The expansion of information technology in the field, driven by the increasingly frequent adoption of digital solutions in agriculture, has finally attracted the attention of the telecommunications industry [operators, manufacturers, service providers, etc.] to the [good] opportunities in the agricultural universe. That is what the report of the DATAGRO Portal said in the latest issue of Futurecom, the country’s main telecom segment, held last week in São Paulo (SP). 

The reality is that the challenge of connectivity in the rural area is still accentuated, mainly due to the lack of basic infrastructure for voice and data communication in most of the interior of the country. In general, telecom operators face a economic viability problem in the field – low population density in comparison to the urban environment, that is, less people to pay the bill – that justifies the investment in infrastructure, read, installation of towers and transmission devices, for example. 

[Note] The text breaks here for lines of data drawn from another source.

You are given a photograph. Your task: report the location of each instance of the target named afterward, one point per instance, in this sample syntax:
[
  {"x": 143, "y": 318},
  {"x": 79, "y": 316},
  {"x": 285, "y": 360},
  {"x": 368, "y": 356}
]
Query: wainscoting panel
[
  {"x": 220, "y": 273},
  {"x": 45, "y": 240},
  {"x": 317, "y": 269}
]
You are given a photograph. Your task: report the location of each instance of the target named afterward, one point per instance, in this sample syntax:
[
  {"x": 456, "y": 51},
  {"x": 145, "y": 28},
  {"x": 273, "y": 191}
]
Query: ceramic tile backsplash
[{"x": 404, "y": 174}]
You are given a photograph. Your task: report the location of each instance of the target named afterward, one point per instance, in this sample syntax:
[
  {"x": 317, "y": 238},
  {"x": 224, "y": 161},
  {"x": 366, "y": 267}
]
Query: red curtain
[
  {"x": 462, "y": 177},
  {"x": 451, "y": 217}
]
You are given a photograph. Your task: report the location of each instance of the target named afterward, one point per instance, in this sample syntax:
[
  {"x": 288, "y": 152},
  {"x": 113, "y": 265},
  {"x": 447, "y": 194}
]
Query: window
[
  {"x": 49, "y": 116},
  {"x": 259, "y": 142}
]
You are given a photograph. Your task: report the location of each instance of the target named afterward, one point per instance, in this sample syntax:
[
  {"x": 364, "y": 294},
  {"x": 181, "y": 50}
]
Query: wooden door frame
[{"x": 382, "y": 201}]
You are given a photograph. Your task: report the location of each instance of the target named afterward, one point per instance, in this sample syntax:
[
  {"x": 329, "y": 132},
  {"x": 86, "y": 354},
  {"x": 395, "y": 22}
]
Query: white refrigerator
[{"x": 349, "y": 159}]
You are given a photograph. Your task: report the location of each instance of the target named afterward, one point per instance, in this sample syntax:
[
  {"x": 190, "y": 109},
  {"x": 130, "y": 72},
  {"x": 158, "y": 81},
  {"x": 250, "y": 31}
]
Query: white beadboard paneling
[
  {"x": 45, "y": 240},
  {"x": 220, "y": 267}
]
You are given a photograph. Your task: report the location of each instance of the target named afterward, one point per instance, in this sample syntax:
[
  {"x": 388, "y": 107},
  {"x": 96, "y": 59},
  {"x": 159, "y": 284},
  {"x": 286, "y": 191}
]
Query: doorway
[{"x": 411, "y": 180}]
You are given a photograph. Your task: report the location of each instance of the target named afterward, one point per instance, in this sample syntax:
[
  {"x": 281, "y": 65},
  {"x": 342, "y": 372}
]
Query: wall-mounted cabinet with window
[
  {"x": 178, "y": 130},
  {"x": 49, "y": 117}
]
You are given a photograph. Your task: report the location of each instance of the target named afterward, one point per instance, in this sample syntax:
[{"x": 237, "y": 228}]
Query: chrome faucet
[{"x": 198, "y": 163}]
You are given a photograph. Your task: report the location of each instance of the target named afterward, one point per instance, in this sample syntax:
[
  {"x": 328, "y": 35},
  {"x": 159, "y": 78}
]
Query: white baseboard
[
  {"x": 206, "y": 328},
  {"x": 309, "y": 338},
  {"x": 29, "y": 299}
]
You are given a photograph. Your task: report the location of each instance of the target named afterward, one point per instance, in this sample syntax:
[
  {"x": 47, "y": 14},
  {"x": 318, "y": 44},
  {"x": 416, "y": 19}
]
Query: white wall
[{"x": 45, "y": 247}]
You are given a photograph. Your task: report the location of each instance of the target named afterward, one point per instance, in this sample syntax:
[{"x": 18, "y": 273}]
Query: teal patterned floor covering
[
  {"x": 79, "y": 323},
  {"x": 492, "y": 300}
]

However, this situation begins to change, anchored in business models of a corporate nature, in which the demand – for voice and data services – of a large customer enables the deployment of telecommunications infrastructure by the operators, which in this way can justify the investment and measure more accurately the possibility of return. 

Corporate customer

This is the case of a recent TIM initiative, in partnership with other players in the telecom industry, including Nokia, BRFibra, BRDigital, which activated 4G coverage at Panorama Farm, owned by SLC Agrícola, in the municipality of Correntina, . 

According to Alexandre Dal Forno, director of TIM Brasil, the project uses Nokia’s cellular technology to offer voice and data coverage in an area of ​​22,000 hectares, with Internet connection of Things (Iot) of 23 agricultural machines and ten collectors of data. According to the executive, this is the second experience of the company in this format, model that had its debut in the property of the group Jalles Machado in the city of Goianésia (GO). 

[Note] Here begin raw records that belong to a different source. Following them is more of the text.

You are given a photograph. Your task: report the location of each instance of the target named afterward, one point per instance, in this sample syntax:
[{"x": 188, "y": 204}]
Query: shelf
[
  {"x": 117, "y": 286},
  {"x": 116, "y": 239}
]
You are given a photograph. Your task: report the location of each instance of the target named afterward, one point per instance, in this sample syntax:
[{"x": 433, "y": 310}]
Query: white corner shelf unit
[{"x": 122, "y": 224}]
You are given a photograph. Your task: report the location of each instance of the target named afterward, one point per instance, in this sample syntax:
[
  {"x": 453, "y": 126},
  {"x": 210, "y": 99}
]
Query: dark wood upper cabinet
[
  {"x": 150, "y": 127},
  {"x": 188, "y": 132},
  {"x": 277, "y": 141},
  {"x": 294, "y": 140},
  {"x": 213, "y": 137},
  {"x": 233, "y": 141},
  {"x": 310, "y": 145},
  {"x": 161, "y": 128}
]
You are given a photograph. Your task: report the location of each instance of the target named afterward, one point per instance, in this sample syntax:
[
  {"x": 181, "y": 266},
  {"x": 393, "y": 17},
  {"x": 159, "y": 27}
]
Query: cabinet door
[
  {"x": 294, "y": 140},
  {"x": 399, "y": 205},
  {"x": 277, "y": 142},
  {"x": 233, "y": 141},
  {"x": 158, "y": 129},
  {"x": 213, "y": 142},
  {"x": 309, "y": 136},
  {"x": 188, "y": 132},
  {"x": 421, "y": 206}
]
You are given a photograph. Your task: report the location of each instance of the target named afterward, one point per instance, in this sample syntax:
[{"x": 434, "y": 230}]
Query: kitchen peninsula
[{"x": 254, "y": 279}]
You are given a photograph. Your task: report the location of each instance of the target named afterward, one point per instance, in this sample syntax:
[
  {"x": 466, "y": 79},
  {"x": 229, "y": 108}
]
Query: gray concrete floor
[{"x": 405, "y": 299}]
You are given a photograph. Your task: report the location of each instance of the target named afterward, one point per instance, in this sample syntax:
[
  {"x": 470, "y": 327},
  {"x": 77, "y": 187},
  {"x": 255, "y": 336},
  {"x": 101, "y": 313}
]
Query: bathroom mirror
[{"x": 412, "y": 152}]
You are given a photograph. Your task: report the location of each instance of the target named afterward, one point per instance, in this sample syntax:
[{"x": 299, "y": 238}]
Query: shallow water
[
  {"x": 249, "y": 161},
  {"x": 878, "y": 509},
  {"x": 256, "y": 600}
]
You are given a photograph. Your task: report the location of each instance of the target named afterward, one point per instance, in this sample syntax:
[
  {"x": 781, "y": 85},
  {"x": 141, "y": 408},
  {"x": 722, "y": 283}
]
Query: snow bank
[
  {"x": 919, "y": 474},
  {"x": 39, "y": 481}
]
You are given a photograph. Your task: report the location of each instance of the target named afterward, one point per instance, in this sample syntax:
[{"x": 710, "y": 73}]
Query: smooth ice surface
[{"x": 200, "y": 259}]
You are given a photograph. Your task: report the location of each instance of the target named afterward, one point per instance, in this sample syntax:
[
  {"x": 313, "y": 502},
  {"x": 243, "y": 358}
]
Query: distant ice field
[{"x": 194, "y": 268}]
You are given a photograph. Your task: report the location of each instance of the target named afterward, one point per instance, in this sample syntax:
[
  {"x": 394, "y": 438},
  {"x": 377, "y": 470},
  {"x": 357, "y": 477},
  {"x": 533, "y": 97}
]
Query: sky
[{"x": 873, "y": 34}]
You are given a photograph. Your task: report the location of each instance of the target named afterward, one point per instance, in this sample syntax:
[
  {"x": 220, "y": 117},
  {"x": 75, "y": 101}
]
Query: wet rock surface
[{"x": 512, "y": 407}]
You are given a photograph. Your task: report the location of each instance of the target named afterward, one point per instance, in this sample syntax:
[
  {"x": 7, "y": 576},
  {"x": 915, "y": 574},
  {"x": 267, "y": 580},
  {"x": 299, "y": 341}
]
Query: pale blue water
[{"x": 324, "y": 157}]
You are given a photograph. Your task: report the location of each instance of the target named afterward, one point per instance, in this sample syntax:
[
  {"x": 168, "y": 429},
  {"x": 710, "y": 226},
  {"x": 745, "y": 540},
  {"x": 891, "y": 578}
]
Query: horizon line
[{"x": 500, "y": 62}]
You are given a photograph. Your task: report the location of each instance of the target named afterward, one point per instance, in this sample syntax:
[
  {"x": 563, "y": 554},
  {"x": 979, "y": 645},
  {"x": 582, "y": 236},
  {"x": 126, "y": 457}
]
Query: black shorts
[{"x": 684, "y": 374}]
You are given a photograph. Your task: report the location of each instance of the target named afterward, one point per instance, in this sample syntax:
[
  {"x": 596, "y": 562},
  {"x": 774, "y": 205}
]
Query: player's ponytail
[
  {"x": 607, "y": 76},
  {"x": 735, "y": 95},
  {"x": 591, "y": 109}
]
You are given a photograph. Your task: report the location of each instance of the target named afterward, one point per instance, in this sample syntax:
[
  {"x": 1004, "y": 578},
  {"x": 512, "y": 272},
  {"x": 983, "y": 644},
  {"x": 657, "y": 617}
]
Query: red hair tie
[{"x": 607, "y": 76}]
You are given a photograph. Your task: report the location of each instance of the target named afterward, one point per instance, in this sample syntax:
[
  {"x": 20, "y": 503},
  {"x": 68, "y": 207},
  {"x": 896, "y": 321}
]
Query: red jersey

Alexandre Zibordi, director of Ericsson, says that it is the progress of Iot in the day-to-day agricultural activity, which has been acting as an inducer for investments in telecommunications infrastructure in the field, whether through the installation of public networks – as in the case of operators – or private, such as the advancement of LoRa technology in farms. The Swedish multinational is considering bringing digital agricultural platforms to Brazil – already adopted in other countries, such as Japan and Australia – dedicated to the monitoring and control of irrigation and better use of agrochemicals. 

In the evaluation of Ricardo Bueno, Nokia, the greater use and / or release of frequencies that provide a greater radius of signal transmission, as well as that traffic to large volumes of data are other factors, these technicians, who come extending connectivity in the field. 

However, according to Fernando Martins, of the Board of Directors of Agribusiness, Education, Banking, Insurance and Technological Innovation, improving connectivity in rural areas is only the first step. According to him, the effective expansion of Iot in the field involves the establishment of a Brazilian standard of interconnectivity, which allows data to travel freely among all devices, be they sensors, agricultural machines and implements, smartphones, tablets, among others. 

This text was translated by machine from Brazilian Portuguese.